Can you tell what colour the RGB combination (0,255,255) would refer to? This would be a combination of no red + bright green + bright blue, in other words CYAN.

Graphics programs such as Paint Shop Pro define a foreground/stroke colour and a background/fill colour. The forecolour is used by various tools, such as the airbrush, paintbrush, pencil, paint bucket etc. You can set these colours using the materials palette - if the materials palette is not visible you can display it by pressing F6 or choosing View > Palettes > Materials. To change the foreground colour click either of the top two rectangles in the materials palette:

This will open a material properties dialogue with a colour wheel where you can select a new foreground colour. You can also background colour by clicking one of the rectangles at the right of the palette. Clicking the double-headed arrow swaps the foreground and background colours.

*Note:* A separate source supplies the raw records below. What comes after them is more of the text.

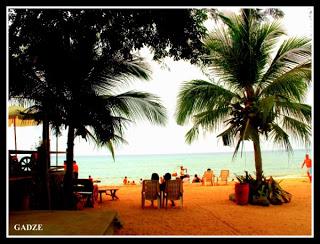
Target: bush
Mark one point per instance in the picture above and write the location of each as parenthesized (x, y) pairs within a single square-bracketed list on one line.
[(268, 191)]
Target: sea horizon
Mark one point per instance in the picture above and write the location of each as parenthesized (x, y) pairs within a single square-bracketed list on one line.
[(276, 163)]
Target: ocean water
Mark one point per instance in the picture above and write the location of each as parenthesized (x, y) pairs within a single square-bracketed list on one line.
[(109, 172)]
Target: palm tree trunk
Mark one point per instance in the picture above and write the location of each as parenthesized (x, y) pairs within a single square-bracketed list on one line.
[(46, 163), (257, 157), (68, 177)]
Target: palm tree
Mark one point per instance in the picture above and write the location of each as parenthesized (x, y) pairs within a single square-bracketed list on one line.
[(260, 89), (96, 111)]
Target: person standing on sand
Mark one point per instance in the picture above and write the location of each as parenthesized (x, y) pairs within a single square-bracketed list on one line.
[(125, 180), (182, 174), (308, 163)]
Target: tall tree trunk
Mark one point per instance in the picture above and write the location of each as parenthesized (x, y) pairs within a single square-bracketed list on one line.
[(257, 157), (46, 163), (68, 177)]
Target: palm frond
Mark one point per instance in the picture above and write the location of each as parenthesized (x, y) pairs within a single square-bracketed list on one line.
[(291, 53), (197, 96), (139, 105), (299, 111), (280, 137), (210, 120), (298, 129), (192, 134)]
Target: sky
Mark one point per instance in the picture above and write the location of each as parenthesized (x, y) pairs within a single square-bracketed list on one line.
[(167, 77)]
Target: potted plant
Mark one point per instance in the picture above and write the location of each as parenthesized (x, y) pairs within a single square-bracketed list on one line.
[(242, 189)]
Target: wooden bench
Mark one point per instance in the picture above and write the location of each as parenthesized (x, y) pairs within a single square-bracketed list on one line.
[(109, 191)]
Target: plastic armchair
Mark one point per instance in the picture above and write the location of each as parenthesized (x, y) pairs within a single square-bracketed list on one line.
[(208, 178), (223, 177), (174, 191), (150, 191)]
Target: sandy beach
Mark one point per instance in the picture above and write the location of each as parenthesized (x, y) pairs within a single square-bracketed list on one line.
[(207, 211)]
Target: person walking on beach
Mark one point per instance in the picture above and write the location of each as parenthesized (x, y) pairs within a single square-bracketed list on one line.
[(125, 180), (308, 163)]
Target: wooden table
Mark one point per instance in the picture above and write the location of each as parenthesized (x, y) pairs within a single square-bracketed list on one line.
[(87, 195), (109, 191)]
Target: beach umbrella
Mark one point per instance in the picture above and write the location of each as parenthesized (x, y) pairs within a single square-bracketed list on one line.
[(17, 118)]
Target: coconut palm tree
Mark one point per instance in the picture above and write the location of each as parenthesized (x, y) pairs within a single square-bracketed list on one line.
[(96, 111), (91, 107), (260, 87)]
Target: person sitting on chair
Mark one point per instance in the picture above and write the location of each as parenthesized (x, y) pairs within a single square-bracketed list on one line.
[(196, 179)]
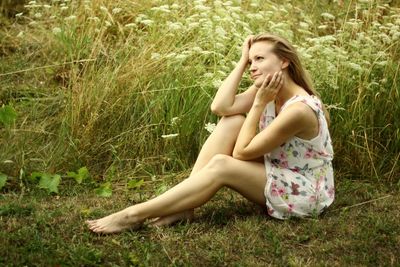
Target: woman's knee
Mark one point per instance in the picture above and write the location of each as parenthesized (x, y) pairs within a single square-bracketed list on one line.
[(232, 123), (219, 166)]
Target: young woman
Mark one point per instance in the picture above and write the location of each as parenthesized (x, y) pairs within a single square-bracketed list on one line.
[(278, 156)]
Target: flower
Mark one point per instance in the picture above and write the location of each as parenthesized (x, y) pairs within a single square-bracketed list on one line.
[(56, 30), (169, 136), (328, 16), (116, 10), (210, 127)]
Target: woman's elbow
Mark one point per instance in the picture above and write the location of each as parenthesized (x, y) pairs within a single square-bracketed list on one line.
[(238, 155), (217, 110)]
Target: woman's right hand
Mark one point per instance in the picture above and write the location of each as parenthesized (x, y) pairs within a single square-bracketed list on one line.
[(246, 48)]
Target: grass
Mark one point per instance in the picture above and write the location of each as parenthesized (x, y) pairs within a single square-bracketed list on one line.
[(99, 84), (43, 230)]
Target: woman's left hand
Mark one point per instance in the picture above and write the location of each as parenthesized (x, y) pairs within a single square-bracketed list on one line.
[(269, 88)]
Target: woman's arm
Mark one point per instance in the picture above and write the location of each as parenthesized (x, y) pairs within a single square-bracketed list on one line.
[(226, 102), (250, 145)]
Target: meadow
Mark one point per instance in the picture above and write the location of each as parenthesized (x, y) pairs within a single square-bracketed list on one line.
[(107, 103)]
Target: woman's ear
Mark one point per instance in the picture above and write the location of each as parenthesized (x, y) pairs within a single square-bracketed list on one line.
[(284, 63)]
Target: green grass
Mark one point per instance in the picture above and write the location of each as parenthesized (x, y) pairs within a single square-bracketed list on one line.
[(41, 230), (100, 89)]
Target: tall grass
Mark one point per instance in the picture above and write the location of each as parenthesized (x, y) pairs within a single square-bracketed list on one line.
[(122, 74)]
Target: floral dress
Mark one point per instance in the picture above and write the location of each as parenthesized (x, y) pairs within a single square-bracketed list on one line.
[(299, 172)]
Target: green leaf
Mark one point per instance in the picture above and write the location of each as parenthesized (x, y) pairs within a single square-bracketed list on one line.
[(135, 184), (3, 179), (50, 182), (7, 115), (83, 173), (35, 176), (104, 190), (79, 177)]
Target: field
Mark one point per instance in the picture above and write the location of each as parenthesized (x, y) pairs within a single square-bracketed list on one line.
[(104, 104)]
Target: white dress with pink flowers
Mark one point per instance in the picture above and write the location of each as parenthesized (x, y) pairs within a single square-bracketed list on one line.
[(299, 172)]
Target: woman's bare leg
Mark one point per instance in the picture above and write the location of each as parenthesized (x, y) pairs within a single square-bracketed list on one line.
[(246, 177), (221, 141)]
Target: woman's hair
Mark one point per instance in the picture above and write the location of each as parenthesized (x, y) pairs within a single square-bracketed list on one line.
[(283, 49)]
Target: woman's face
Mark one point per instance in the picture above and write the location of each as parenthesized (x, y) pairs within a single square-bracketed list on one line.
[(263, 61)]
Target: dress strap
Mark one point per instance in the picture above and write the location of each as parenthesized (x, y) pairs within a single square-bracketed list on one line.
[(312, 101)]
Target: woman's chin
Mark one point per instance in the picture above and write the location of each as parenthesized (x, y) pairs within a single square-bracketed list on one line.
[(257, 82)]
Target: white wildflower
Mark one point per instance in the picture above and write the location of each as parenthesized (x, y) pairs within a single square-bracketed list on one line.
[(303, 25), (171, 55), (175, 120), (210, 127), (174, 25), (355, 66), (197, 49), (382, 63), (168, 136), (95, 19), (202, 8), (130, 25), (217, 83), (72, 17), (155, 55), (56, 30), (328, 16), (220, 31), (181, 57), (175, 6), (208, 75), (258, 16), (116, 10), (193, 25), (147, 22)]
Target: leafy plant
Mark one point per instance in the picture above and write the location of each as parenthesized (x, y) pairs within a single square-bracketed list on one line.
[(47, 181), (80, 176), (135, 184), (7, 115), (3, 179), (104, 190)]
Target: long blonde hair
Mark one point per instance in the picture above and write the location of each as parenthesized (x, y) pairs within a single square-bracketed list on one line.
[(283, 49)]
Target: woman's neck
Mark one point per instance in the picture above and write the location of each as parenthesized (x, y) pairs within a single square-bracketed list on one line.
[(288, 90)]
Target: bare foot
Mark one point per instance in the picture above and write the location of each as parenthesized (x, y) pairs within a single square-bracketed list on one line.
[(115, 222), (170, 219)]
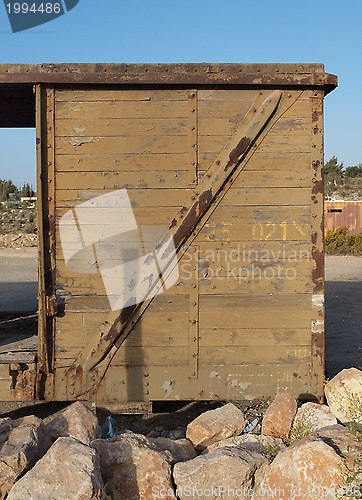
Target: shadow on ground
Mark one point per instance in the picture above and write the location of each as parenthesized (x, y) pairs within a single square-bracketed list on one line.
[(343, 325)]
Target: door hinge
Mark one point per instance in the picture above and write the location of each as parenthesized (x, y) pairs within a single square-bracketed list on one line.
[(51, 305)]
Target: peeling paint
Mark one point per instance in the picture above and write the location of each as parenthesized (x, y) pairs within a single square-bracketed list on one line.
[(168, 387)]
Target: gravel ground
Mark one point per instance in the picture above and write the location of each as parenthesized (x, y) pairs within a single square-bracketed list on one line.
[(343, 341)]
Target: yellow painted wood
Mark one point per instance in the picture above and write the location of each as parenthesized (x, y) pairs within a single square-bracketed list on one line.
[(125, 109), (100, 162), (115, 179), (102, 96), (120, 145), (103, 127)]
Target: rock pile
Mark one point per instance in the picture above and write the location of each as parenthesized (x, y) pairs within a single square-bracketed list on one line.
[(314, 451)]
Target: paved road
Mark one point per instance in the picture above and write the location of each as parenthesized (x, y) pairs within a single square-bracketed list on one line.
[(18, 280), (343, 313), (18, 292)]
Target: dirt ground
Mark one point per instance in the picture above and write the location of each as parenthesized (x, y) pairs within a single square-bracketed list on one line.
[(343, 340), (343, 292)]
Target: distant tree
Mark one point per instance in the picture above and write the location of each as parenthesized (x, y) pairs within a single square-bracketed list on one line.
[(27, 191), (355, 171), (8, 190)]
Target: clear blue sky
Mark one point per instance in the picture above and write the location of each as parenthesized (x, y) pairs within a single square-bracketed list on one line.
[(166, 31)]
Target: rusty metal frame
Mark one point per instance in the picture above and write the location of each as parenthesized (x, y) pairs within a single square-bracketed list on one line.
[(275, 75), (317, 243), (46, 227)]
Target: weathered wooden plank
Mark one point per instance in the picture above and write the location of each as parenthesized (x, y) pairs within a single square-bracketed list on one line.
[(126, 162), (268, 311), (268, 230), (256, 281), (234, 355), (258, 196), (103, 127), (273, 179), (120, 95), (252, 337), (296, 142), (122, 109), (136, 356), (213, 95), (115, 179), (272, 159), (238, 382), (139, 198), (225, 126), (121, 145)]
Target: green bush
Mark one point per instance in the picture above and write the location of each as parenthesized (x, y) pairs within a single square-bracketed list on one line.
[(337, 242)]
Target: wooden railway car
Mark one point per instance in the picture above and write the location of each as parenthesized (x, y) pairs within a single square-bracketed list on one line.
[(180, 230)]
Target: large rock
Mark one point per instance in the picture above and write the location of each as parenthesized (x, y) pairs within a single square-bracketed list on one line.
[(77, 421), (227, 472), (215, 425), (309, 470), (69, 469), (311, 417), (265, 445), (180, 449), (136, 468), (22, 443), (279, 416), (344, 395)]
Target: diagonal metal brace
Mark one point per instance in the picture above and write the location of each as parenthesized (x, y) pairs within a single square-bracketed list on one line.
[(103, 344)]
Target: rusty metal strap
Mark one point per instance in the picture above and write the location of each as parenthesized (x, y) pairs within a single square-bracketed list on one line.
[(103, 343)]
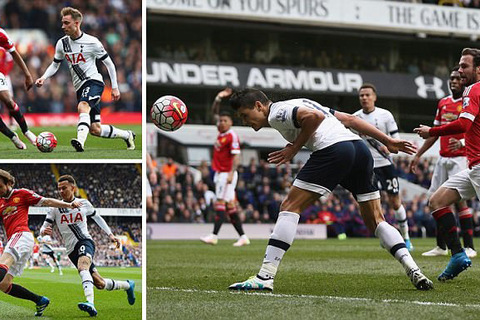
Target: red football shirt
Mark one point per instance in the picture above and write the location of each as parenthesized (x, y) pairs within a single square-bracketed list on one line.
[(448, 110), (224, 149), (14, 210), (6, 61), (471, 102)]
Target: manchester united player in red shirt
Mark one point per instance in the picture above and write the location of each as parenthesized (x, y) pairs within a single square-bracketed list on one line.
[(452, 160), (465, 184), (226, 158), (6, 96), (14, 204)]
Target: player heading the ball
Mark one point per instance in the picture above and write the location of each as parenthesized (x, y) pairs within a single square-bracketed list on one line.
[(81, 51)]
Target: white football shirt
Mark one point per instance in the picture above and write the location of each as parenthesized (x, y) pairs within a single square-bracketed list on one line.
[(72, 223), (384, 121), (282, 117), (81, 55)]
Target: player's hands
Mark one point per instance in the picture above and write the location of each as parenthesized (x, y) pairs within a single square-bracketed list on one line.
[(227, 92), (116, 240), (28, 82), (75, 204), (282, 156), (39, 82), (397, 145), (454, 144), (115, 94), (413, 164), (48, 230), (423, 131)]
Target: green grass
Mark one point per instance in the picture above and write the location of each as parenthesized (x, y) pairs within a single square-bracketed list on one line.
[(96, 148), (66, 291), (318, 279)]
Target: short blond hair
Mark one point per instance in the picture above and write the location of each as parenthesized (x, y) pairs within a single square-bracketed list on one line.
[(7, 177), (75, 13)]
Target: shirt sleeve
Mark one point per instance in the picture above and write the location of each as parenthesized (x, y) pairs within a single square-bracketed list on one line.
[(470, 103), (59, 53)]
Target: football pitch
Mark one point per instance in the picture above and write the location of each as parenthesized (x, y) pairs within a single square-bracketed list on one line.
[(318, 279), (66, 291), (95, 148)]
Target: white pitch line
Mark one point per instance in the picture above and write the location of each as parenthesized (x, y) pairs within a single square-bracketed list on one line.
[(277, 295)]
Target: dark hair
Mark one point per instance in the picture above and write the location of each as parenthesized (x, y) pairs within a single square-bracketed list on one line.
[(475, 53), (367, 85), (7, 177), (68, 178), (226, 114), (247, 98)]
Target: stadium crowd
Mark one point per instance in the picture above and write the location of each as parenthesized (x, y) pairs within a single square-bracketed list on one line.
[(179, 196), (118, 26)]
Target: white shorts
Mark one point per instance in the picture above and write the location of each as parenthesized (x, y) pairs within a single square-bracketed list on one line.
[(466, 182), (224, 191), (444, 169), (5, 83), (20, 246)]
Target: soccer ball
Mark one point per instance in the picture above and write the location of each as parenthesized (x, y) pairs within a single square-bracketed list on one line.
[(46, 141), (169, 113)]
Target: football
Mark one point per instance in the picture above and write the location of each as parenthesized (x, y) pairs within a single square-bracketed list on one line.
[(169, 113), (46, 141)]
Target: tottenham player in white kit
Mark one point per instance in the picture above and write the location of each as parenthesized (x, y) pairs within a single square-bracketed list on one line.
[(72, 224), (81, 52), (338, 157), (384, 170), (47, 251)]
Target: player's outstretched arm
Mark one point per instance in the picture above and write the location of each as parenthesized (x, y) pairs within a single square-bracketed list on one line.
[(51, 70), (28, 77), (309, 120), (393, 145), (50, 202)]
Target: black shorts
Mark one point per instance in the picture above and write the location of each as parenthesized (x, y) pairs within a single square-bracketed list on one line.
[(387, 180), (49, 253), (83, 248), (348, 163), (91, 92)]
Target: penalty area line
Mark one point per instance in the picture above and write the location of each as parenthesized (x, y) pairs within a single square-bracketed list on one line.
[(308, 296)]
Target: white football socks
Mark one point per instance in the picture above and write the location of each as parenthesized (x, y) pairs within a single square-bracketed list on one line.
[(111, 284), (87, 283), (280, 240), (110, 132), (401, 217), (83, 127), (393, 242)]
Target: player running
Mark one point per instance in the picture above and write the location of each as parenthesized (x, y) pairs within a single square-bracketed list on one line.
[(226, 158), (72, 224), (452, 160), (465, 184), (6, 95), (14, 204), (384, 168), (81, 52), (338, 157), (47, 251)]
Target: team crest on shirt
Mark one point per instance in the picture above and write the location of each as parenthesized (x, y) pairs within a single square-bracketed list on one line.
[(9, 211), (281, 115)]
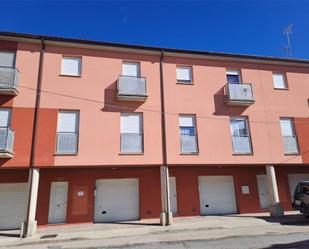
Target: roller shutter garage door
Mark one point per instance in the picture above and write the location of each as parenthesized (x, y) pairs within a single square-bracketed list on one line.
[(294, 179), (217, 195), (116, 200), (13, 203)]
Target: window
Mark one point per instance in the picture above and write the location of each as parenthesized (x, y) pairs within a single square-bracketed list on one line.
[(233, 76), (71, 66), (7, 59), (184, 74), (131, 129), (67, 132), (6, 133), (289, 136), (279, 80), (5, 117), (131, 69), (240, 135), (188, 137)]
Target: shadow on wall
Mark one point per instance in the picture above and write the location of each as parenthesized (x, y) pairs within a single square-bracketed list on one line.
[(112, 104), (5, 98), (3, 161), (222, 109)]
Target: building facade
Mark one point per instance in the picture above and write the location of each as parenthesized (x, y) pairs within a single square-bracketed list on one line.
[(85, 119)]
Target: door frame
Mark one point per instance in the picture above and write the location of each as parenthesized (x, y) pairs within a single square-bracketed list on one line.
[(267, 186), (177, 211), (95, 191), (52, 185), (235, 192)]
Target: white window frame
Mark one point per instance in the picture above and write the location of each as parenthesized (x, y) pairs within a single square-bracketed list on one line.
[(14, 59), (234, 72), (140, 132), (138, 64), (194, 125), (182, 81), (291, 123), (285, 83), (79, 71), (77, 121), (9, 110), (248, 134)]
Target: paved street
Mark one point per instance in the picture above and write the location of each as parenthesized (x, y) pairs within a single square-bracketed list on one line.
[(221, 232), (291, 241)]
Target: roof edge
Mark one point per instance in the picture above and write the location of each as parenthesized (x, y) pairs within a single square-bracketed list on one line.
[(171, 51)]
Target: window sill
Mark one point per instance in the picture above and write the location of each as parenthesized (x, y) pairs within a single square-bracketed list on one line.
[(131, 153), (189, 153), (65, 154), (68, 75), (184, 83), (243, 154), (292, 154), (284, 89)]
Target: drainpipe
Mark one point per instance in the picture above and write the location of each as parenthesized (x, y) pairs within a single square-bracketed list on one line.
[(166, 217), (30, 224)]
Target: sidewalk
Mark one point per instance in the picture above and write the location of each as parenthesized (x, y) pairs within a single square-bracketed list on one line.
[(191, 228)]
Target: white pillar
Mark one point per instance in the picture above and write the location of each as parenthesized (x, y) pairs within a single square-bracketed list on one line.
[(275, 206), (166, 216), (30, 224)]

When you are working in Paint Shop Pro you can also change the foreground colour using the Dropper tool . Click any part of the image with the dropper tool  to 'pick up' the colour of that pixel and make it the new foreground colour. Instead of using the eye dropper tool you can also sometimes pick up colour (redefine the foreground colour) by Ctrl-clicking the picture but this only works when certain brushes are selected.

Finally, note that it is possible to paint with a gradient or a texture instead of a plain colour - you can do this by pressing the buttons that look like small black circles in the above image.